Starting the Docker Containers

  1. Start the Traefik container: see https://github.com/WRLC/local-dev-traefik
  2. Start the patron-authorization-service container; see:
  3. Clone the Aladin-SP repository:
    git clone [email protected]:WRLC/aladin-sp-v3.git`
  4. cd to repo root:
    cd aladin-sp-v3
  5. Start the Aladin-SP containers:
    docker-compose up -d

Setting Up the Aladin-SP Application

  1. SSH into the Symfony container (this should drop you into the /app directory, which is the top level of the Symfony application):
    docker exec -i -t aladin-sp /bin/bash`
  2. Copy the Symfony .env file:
    cp .env.template .env`
  3. Copy the Symfony .env.local file:
    cp .env.local.template .env.local`
  4. Create a self-signed certificate for the SimpleSAMLphp Service Provider (SP):
    openssl req -newkey rsa:3072 -new -x509 -days 3652 -nodes -out aladin-config/simplesamlphp/cert/saml.crt -keyout aladin-config/simplesamlphp/cert/saml.pem
  5. Copy the SSP authsources.php file:
    cp aladin-config/simplesamlphp/config/authsources.php.dist aladin-config/simplesamlphp/config/authsources.php
  6. Copy the SSP Metarefresh config file module_metarefresh.php:
    cp aladin-config/simplesamlphp/config/module_metarefresh.php.dist aladin-config/simplesamlphp/config/module_metarefresh.php
  7. Create the Symfony database tables/schema:
    php bin/console make:migration && php bin/console doctrine:migrations:migrate
  8. Visit the Aladin-SP homepage: https://simplesamlphp.wrlc.localhost/
  9. Log in with the SSP admin user password: a_secret_here
  10. Create the SSP PDO tables: https://simplesamlphp.wrlc.localhost/idps/pdo

Adding/Updating Identity Providers (IdPs)

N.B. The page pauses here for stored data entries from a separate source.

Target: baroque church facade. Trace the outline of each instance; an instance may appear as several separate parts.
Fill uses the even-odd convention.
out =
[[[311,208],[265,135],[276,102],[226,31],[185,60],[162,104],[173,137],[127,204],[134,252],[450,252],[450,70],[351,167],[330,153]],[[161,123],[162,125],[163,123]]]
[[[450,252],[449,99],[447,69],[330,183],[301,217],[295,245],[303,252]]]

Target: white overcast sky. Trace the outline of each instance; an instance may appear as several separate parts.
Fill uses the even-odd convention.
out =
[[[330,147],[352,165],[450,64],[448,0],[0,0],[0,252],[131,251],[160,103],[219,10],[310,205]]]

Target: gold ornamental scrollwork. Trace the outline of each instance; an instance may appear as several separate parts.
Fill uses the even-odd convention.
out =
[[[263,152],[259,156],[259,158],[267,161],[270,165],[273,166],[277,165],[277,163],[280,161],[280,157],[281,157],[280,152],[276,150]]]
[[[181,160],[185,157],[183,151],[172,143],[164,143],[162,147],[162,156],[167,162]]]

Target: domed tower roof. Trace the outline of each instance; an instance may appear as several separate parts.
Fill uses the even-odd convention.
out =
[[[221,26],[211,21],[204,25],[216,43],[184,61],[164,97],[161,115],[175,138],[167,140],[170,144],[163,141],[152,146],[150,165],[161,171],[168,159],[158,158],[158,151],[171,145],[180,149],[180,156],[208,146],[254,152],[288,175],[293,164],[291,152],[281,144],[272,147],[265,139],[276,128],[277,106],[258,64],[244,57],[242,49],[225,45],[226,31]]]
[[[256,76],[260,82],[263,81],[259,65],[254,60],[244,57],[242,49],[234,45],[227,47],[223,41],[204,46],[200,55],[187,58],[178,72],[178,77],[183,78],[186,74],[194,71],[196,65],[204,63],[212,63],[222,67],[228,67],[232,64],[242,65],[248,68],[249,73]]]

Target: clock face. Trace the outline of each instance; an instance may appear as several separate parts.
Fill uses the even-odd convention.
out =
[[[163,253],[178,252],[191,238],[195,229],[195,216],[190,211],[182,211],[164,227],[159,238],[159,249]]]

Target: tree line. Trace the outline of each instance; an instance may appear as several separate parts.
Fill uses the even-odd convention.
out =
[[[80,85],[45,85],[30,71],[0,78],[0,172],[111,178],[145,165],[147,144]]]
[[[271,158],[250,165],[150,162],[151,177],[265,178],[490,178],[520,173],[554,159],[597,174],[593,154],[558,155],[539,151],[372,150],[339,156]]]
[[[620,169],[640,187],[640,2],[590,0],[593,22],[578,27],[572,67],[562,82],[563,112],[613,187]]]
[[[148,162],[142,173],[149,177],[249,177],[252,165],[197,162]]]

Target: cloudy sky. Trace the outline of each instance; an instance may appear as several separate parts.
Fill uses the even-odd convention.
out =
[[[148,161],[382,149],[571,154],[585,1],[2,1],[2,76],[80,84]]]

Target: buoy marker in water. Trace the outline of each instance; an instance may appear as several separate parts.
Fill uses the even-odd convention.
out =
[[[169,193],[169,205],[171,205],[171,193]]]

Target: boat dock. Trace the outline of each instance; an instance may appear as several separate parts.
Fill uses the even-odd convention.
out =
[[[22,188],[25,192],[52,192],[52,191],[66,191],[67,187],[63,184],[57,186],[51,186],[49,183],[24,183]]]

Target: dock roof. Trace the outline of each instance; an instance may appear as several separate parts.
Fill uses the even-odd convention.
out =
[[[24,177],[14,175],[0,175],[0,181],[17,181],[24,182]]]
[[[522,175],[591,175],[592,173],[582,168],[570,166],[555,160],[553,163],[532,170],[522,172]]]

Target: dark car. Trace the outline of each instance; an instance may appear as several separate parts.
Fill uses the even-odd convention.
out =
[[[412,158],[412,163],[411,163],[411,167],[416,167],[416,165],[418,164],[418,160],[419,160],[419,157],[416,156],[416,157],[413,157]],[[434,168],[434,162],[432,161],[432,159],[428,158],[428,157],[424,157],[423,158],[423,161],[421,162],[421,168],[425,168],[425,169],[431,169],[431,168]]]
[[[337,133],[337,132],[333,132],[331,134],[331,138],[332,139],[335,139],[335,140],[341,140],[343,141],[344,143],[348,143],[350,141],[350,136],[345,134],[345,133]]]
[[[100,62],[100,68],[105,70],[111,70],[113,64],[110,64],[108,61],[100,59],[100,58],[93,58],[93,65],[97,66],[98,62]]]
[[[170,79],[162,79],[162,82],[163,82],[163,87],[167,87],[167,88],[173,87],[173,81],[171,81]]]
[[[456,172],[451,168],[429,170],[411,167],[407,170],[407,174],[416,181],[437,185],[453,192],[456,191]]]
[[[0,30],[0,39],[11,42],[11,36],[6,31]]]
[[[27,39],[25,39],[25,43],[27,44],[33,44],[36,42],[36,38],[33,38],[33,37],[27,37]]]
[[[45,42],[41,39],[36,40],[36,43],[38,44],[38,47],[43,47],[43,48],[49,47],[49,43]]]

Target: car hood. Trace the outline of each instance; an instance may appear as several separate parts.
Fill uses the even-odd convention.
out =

SAML IdPs can be added to Aladin-SP in two ways:

  1. SSP's metarefresh module (w/cron job); or
  2. via flatfile.

Aladin-SP stores IdP metadata in its database, so IdP metadata from either source must be converted to a PDO.

Metarefresh (Automatic Metadata Management)

  1. Add/edit IdP entries in aladin-sp-v3/aladin-config/simplesamlphp/config/module_metarefresh
  2. Manually run metarefresh to retrieve the IdP's metadata: https://simplesamlphp.wrlc.localhost/idps/metarefresh

Flatfile (Manual Metadata Management)

  1. Add/edit IdP metadata in aladin-sp-v3/aladin-config/simplesamlphp/metadata/saml20-idp-remote.php
  2. Convert the contents of saml20-idp-remote.php to PDO: https://simplesamlphp.wrlc.localhost/idps/flatfile

To delete an IdP, first delete it from Aladin-SP's IdPs list (), then delete its entry in the metarefresh config file or flatfile. If it's not deleted from there, it will re-appear in the IdP list the next time cron runs or the flatfile is converted to PDO.

To update metadata for an IdP listed in the flatfile, simply update the metadata in the file and convert the contents to PDO again. SSP will update the corresponding database entry automatically.